Since then, the inflation of Singapore dollar has gone on the roller coaster ride, which the rate is not stable. In 2009, once again the inflation rate increases. But this time it was not big as the previous inflation that has occurred in 2004. The inflation at that year was 6.50% compared to only 2.10% on the previous year. Based on the survey and research by the Singapore Trade and Industry (MTI), the cause of the increase in inflation rate that year was the faster and steeper decline in global economics activities as well as spill over factors. Besides that, they believed that the adjustment of high based recorded in 2008 when foods, electricity tariff, transport and accommodation cost rose significantly.
In conclusion, Singapore is a small nation but has excellent performance in the changing circumstances. The large and adverse economic shocks from the global financial crisis could have devastated impact on Singapore economy but it has emerged with unscathed. Singapore has shown that it open economy’s flexibility has enabled itself to adjust rapidly to these shocks by constantly improving productivity and thus international competitiveness, which in turn contributes to economic growth and higher living standards. Not only the GDP growth, it is undeniable that its strategies in export-import, FDI, unemployment rate, labor force and inflation has generate numerous benefits and assisted the development of economy in Singapore.
As a small, resource constrained-country, Singapore has to ensure that this is not a barrier for its economic competitiveness and growth. Other factors can determined the competitiveness of it economy. Increased productivity is essential for the growth in economy. This is not achieved merely through increased efficiency, but restructuring our economy to provide more room for rapidly growing and innovative enterprises. Singapore should growing productivity through enhance skills and innovation of enterprise. For example, the potential renewable energy in Singapore region such as in the form of hydro-electricity or geothermal power will require new skill from labor and innovative technology to produce it. The innovative and skill enterprise will increase the productivity.

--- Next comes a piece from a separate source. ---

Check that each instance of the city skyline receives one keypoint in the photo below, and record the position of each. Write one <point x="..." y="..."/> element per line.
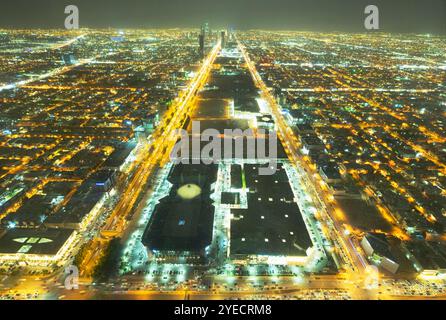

It is also important to add a complementary source of growth to the domestic economy to help overcome the domestic resource, market and talent constraints. This is because add a complementary source of growth is strengthen the essential external wing. To remedy the defect of its domestic market is needed by Singapore and this will assist in the growth economy.
Furthermore, Singapore will face intense competition with other Asian countries that shifting their focus to producing high value-added electronic goods. Yet, Singapore could continue to reinvent itself and look for new opportunities such as biomedical and services products. It is also has to attach important both to the manufacturing and services as twin engines in economy. By preventing on lessen dependence on any single sector or market, vulnerability will reduce and providing a broader and more resilient economic base.